When I was a youngster growing up in eastern Illinois. and that first measurable snow arrived, Mom would make a bowl of snow cream. It tasted great, and as I grew to grade school age, I was able to help make the tasty stuff. However, my duties usually related to gathering the white stuff. 
Someone often chuckled and added, “Don’t get any of the yellow snow.” I may not have been very old, but knew they were telling me to get clean snow and avoid any area the dogs used as an outdoor restroom.
Later, when we were fortunate enough to have a refrigerator that had a freezer,but it still was fun to make snow ice cream.
Most of the recipes for snow ice cream are quite simple, but there are a few variations.

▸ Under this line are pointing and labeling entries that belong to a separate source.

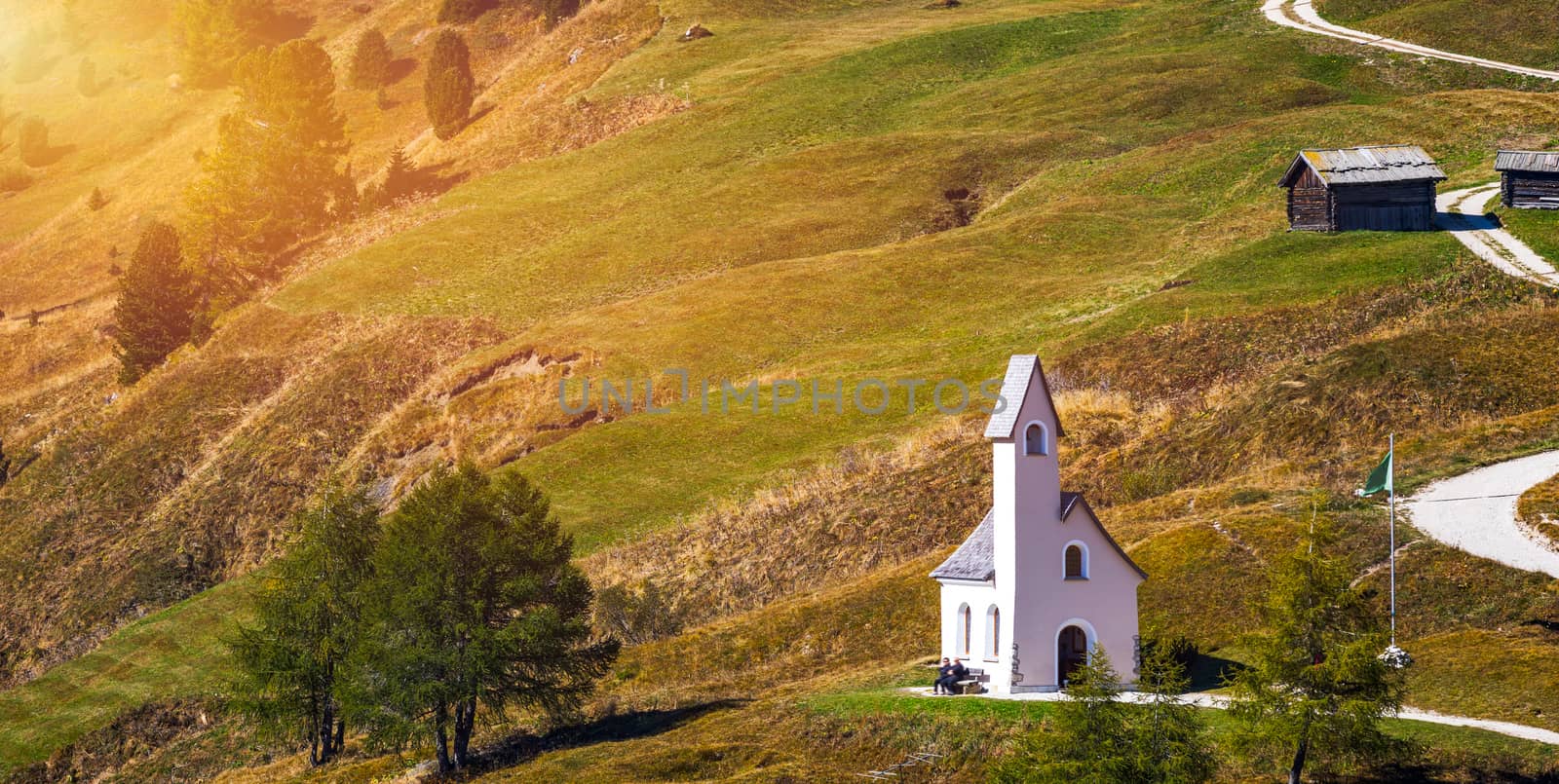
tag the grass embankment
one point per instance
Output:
(1538, 228)
(1519, 31)
(175, 651)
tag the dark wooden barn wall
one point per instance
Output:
(1530, 189)
(1389, 206)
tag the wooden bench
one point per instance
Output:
(971, 682)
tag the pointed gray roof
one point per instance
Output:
(1072, 501)
(1527, 161)
(974, 558)
(1013, 390)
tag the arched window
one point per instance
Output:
(992, 633)
(966, 628)
(1036, 440)
(1076, 561)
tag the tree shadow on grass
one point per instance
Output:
(285, 25)
(623, 727)
(49, 156)
(434, 179)
(399, 69)
(1212, 672)
(1426, 771)
(1543, 623)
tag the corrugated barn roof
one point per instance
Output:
(1524, 161)
(1360, 166)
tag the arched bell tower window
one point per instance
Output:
(994, 633)
(966, 630)
(1075, 561)
(1036, 440)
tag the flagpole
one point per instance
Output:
(1392, 503)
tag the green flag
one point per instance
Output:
(1379, 479)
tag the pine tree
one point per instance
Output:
(399, 176)
(31, 142)
(1314, 686)
(449, 88)
(370, 66)
(475, 604)
(156, 300)
(292, 659)
(1084, 740)
(273, 173)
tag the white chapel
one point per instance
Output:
(1041, 581)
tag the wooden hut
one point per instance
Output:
(1361, 189)
(1528, 179)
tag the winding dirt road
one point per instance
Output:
(1218, 701)
(1301, 15)
(1475, 513)
(1462, 212)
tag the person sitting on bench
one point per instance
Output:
(948, 677)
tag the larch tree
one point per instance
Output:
(292, 658)
(449, 88)
(475, 605)
(86, 78)
(273, 173)
(1095, 737)
(1168, 736)
(156, 301)
(1314, 688)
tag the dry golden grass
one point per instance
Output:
(1540, 508)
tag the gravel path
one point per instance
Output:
(1477, 513)
(1301, 15)
(1212, 700)
(1462, 212)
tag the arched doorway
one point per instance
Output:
(1072, 652)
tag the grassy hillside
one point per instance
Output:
(1520, 31)
(826, 191)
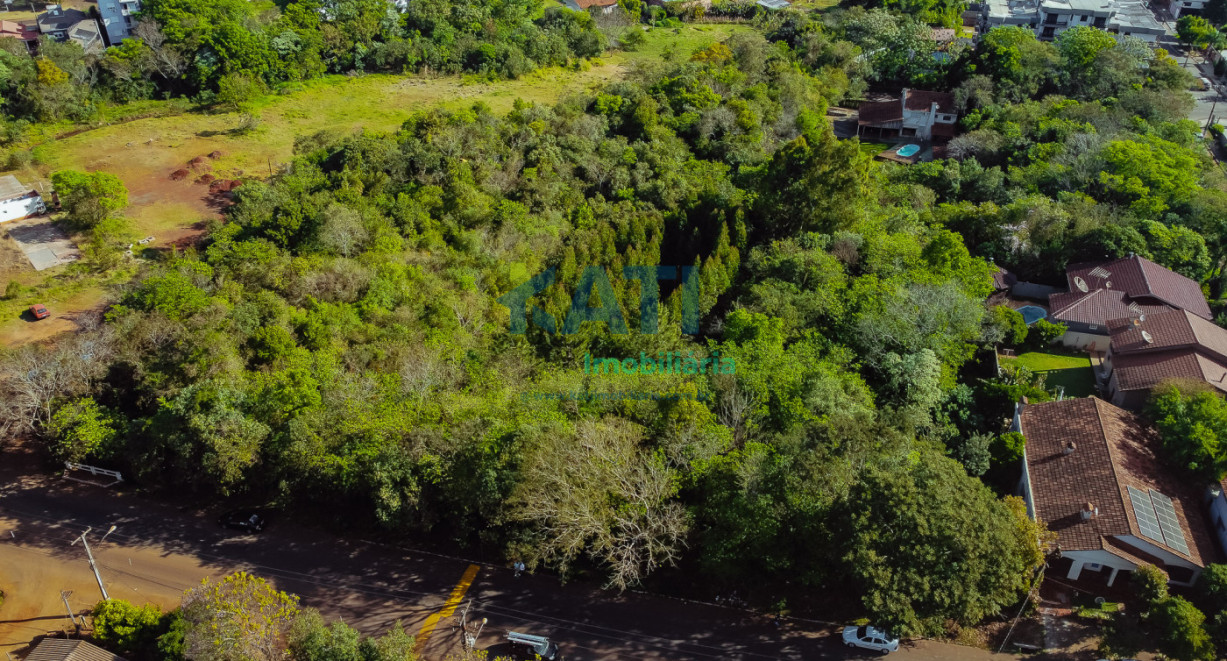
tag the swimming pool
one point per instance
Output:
(1032, 313)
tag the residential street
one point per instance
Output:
(157, 552)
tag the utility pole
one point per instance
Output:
(93, 564)
(65, 595)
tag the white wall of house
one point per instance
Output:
(1168, 558)
(20, 207)
(1096, 561)
(118, 19)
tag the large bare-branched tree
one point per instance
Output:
(596, 492)
(33, 378)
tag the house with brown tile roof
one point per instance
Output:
(1131, 286)
(1147, 350)
(1092, 475)
(917, 113)
(26, 32)
(57, 649)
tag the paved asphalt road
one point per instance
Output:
(158, 551)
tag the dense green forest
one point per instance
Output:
(338, 343)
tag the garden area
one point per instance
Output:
(1060, 368)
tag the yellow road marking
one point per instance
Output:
(448, 606)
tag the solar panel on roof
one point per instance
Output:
(1167, 521)
(1144, 510)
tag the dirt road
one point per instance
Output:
(157, 551)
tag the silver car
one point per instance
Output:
(870, 639)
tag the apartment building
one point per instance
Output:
(1048, 19)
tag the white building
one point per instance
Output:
(1216, 497)
(65, 25)
(17, 200)
(118, 19)
(1179, 7)
(1092, 473)
(1048, 19)
(917, 114)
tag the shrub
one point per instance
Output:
(1010, 324)
(1151, 584)
(125, 628)
(1180, 632)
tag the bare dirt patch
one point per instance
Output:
(12, 260)
(73, 314)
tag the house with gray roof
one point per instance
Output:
(55, 649)
(1049, 19)
(69, 23)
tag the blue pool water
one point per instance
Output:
(1032, 313)
(908, 150)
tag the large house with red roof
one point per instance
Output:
(25, 32)
(1128, 287)
(924, 115)
(1091, 473)
(1147, 350)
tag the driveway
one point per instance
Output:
(43, 244)
(158, 551)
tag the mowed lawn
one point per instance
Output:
(1071, 370)
(144, 152)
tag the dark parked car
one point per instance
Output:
(244, 519)
(533, 646)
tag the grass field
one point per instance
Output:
(1071, 370)
(815, 4)
(144, 152)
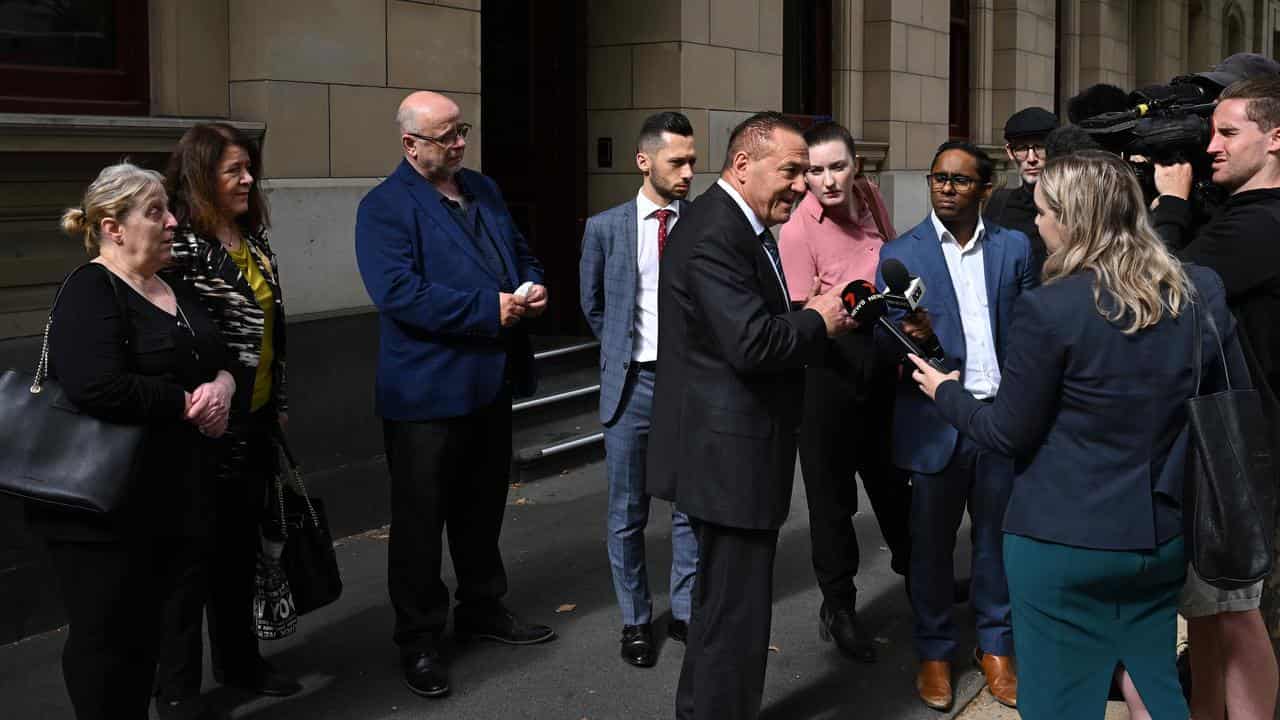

The simplest, and the way I recall making it, requires only four ingredients. That is one cup milk, 1/2 teaspoon vanilla, 1/2 cup sugar and four or five cups of clean snow.
Mix together the milk, vanilla, and the sugar. Stir this mixture until the sugar is dissolved. Slowly add the snow to your mixture, stirring constantly, until it is as thick as the ice cream. Enjoy.
Some recipes add one beaten egg. That makes it a bit richer. Some call for separating the white and yellow of the egg, beating, and then adding together. Others even call for cooking the egg mixture a bit. And some add a dash of salt.
On the internet, I just read a simple recipe from Paula Deen, the well-known southern TV chef.. Her ingredients are eight cups of snow, one 14-ounce can of sweetened condense milk, and one teaspoon of vanilla extract. Simply place snow into a large bowl. Pour condensed milk over and add vanilla. Mix to combine. Serve immediately in bowls.
My cousin, Janet wasn’t big on white milk, so she would add other flavorings to the ice cream.
Keeping it simple seems fine to me. 
One of the good things about freezers these days is you can even save some of your snow ice cream and eat it later.
The EPA or some environmental groups probably today say the snow is full of all sorts of toxins, but go for it. Enjoy it. You won’t be eating that much anyway.
Guess, I’m still a kid at heart. I like snow, and would love a bowl of snow ice cream, although today it would have to be with artificial sweetener.